In The Captain Class, Sam Walker tries to figure out what the made the greatest sports teams great. The subtitle of the book is “the hidden force that creates the world’s greatest teams,” but attentive readers will note that the “the hidden force” is in the first part of the title. Walker spends the first section of the book defining what constitutes a great team. He does an impressive search for the most dominant teams and comes up with 12. Some of them are the usual suspects such as the Boston Celtics of the 1960s and the Tim Duncan-era Spurs, but he also goes to the All-Blacks rugby team of New Zealand and a Cuban volleyball team.
This identification part of the book was rather dull and I am afraid that I usually have made up my mind about a book about halfway through. However, The Captain Class rallies nicely in the second half as Walker spotlights the one thing that these teams had in common: each had a captain who was willing to do the dirty work and not get all of the accolades. For example, Pele was the most famous Brazilian soccer player of his era (and maybe any era), but he was not the captain of the World Cup-winning teams. The captain was a midfielder named Carlos Alberto Torres who organized the team. Stars are rarely captains. Duncan and Yogi Berra were counter-examples of players who were Hall of Famers, but most of the captains detailed in the book were not famous and many actually shunned the limelight.
As the book moves away from sports, I thought it became more interesting. Walker identifies seven key leadership aspects of captains, and delves into psychological and sociological studies to fully illustrate each point. He uses some of the captains to introduce the concepts. Duncan is an example of a player who used non-verbal communication to bring his teammates together. One of the most intriguing examples was the women’s Cuban volleyball team which taunted its opponent in the Olympics to push the boundaries of the rules. The taunts threw the team’s opponents off their game and allowed the Cubans to take home the gold medal. Walker shows how captains are able to regulate their emotions and can sometimes even question coaches and management.

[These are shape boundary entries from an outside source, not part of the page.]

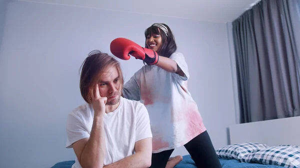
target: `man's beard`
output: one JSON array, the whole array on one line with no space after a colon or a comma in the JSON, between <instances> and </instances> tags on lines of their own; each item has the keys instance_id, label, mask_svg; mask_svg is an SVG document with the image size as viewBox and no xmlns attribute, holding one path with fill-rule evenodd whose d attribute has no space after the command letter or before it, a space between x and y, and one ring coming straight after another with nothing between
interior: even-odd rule
<instances>
[{"instance_id":1,"label":"man's beard","mask_svg":"<svg viewBox=\"0 0 300 168\"><path fill-rule=\"evenodd\" d=\"M108 100L106 102L106 105L114 105L118 104L120 102L120 93L118 92L116 94L115 94L114 95L110 96L116 96L116 97L114 99L112 99L111 100Z\"/></svg>"}]
</instances>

The narrative starts to break down when Walker tries to show how players like Michael Jordan were not of the captain class. Tier 1 teams had to win four championships in five seasons (which the Spurs never did), but Jordan does not fit the mold. He seemed more interested in his own stats and was not always able to regulate his emotions. The team won six championships in eight seasons and was the dominant force in the NBA in the 1990s. Perhaps Walker could have examined a player like Scottie Pippen, who did a lot of defensive dirty work for the Bulls. He also bemoans the fact that some teams do not name captains any more. To me, being named captain is something that management bestows on a player and is not more than a tag. Players who exhibit these traits would likely not care that much about getting approval.
As I read, I wondered how LeBron James would figure into the captain class. He would likely be eliminated from consideration because he has not won enough championships. James also does not push the rules and is sometimes willing to blame his teammates for his team’s failures. These are not captain characteristics. He certainly makes his team better and has improved his game throughout the years. While a championship does not seem to be in the cards in 2016-17, the fact that James has taken his team to seven straight NBA Finals is at least as impressive as what Tim Duncan did. By the way, I looked up the Cavalier roster: James, Kevin Love, and Kyrie Irving are all named captains.
Captain inflation has also hit the Golden State Warriors, who have five captains. For some reason, none of them are named Zaza Pachulia, but the other four starters plus Andre Iguodala all have the “C” on their uniforms. Should Walker decide to update his book in a few years, Draymond Green would certainly fit the narrative. He was overlooked in the draft and is not a big scorer. Green is willing to push the rules and seems to be the player who has pushed the Warriors to their current three-year winning spree. If the Warriors ever want to fit their team to The Captain Class, they’d strip the other four players of their captaincies and let Green be their leadership symbol.